Una vez me dijeron que viajaba en el espacio, pero yo sabía que viajé en el tiempo. Observé calles de mi infancia, sin asfaltar, burros, autobuses antiguos, coches de cuando era pequeño, casas de un solo piso, desgastadas, que encerraban mucha historia, no vi televisiones, ni móviles, ni nada que oliese a tecnológico, vi gente con ropas que no estaban a la moda, vi gente descalza. Y se podía estar. A gustito. Y me quedé para siempre en ese mundo más fácil, en ese mundo descalzo.
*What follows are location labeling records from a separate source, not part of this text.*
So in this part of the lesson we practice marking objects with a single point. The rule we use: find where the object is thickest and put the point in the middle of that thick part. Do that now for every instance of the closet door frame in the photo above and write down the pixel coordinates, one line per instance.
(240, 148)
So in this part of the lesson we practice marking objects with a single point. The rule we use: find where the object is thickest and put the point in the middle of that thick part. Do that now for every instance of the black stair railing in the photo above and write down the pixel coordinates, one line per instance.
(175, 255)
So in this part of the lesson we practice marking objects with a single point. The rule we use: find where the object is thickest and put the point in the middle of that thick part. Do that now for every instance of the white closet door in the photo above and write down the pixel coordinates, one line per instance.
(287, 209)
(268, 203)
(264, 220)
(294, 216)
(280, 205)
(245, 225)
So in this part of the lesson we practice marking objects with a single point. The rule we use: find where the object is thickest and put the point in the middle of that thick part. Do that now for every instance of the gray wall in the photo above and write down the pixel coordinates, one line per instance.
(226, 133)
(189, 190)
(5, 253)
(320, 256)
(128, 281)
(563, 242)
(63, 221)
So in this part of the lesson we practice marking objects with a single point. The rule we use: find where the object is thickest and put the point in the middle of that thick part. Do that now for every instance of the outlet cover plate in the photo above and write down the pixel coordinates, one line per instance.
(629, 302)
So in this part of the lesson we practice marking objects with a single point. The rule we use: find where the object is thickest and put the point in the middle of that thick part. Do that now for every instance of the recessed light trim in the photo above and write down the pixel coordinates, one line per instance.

martes, 23 de septiembre de 2014
miércoles, 10 de septiembre de 2014
Dudas
¿Y si la vida es
sólo levantarse por la mañana, ocupar el tiempo en algo, comer y beber, y
volver a acostarse por la noche? ¿Y si sólo somos un mero transmisor de una
energía que nos han dado nuestros padres y que tenemos obligación, sin saberlo
directamente, sin ser conscientes, de transmitirla? ¿Y si nuestra única función
en la Tierra es sobrevivir PORQUE SÍ? ¿Y si empezamos nuestra existencia
sabiéndolo, y el exceso de uso de la razón en algo, en ocupar el tiempo en
cualquier cosa, ha logrado confundirnos, separarnos de ese conocimiento? ¿Y si
mientras más básicos fuimos, más inteligentes éramos, más conscientes de nuestro
sentido vital? ¿Y si cualquier persona que está aquí, en Camboya, en la puerta
de su casa de madera, sentado en una silla de plástico, o en su barquita, aparentemente
sin hacer nada más allá que ver la vida pasar, es más consciente que nosotros
de las grandes dudas de la humanidad por el simple hecho de no haber sucumbido
a la tecnología, al desarrollo ilimitado, a la famosa pantallita, ajena a todos
nuestros aparatos cotidianos fabricados para no tener que pensar en nada, para tener la mente en blanco,
en auténtico vacío? ¿Y si verdaderamente al invertir tiempo en cosas que no nos
aportan nada como ser humano, nos estamos convirtiendo en gilipollas? ¿Y si ya
lo somos? ¿Y si no hay remedio?
martes, 2 de septiembre de 2014
Atardecer
No existe nada
parecido, con tanta fuerza, nada que se repita tantas veces en todos los
lugares del mundo, y que su simple visualización no te haga pararte, sentarte
si es posible, y esperar a que se produzca el fenómeno. Ahora estoy en Serendipity,
en la costa camboyana, y descubro que aquí sucede lo mismo. El cuerpo recibe la
orden de la mente, “párate, siéntate, en la arena, da igual, pero siéntate y
disfruta”. Los colores azules y blancos, los últimos rayos solares que se
tornan de amarillos a naranjas e incluso rosas, el sonido de las olas, el agua,
ese tranquilo ir y venir de ondas a través del mar chocando con la orilla. La
brisa marina envuelta en la calidez húmeda de esta parte del mundo, el
escenario enfrente, como si fuese un lienzo que va cambiando a cada segundo,
fondo azul, algodones blancos, fuego a lo lejos que se funde con el mar
embravecido. Parece que las nubes son humo resultado de esa fusión entre lo más
caliente y lo más líquido. Un escenario del que es imposible escapar, que se
introduce en el cerebro y te taladra activando una tecla reflexiva que dice
“¿qué estás haciendo?”. Tengo ante mí el fin de un día, y no temo, y me
pregunto qué habría pensado el primer hombre que se enfrentó al atardecer por
primera vez y miró con miedo el futuro, viendo cómo se escapaba
irremediablemente el astro rey, rodeándose todo de una oscuridad amenazante, sin
saber aún que siempre, incluso tras la noche más cerrada, vuelve a aparecer el
sol. Como tantas cosas en esta vida, el miedo de ayer es nuestra seguridad de
hoy. Ese hombre no imaginaba que todo era mucho más fácil, que llegado un
momento tendría que dejar de recrearse en sus tinieblas, darse la vuelta y simplemente
esperar a que apareciese el sol de nuevo por el otro lado. Lo aprendió al día
siguiente. La experiencia trae consigo la tranquilidad.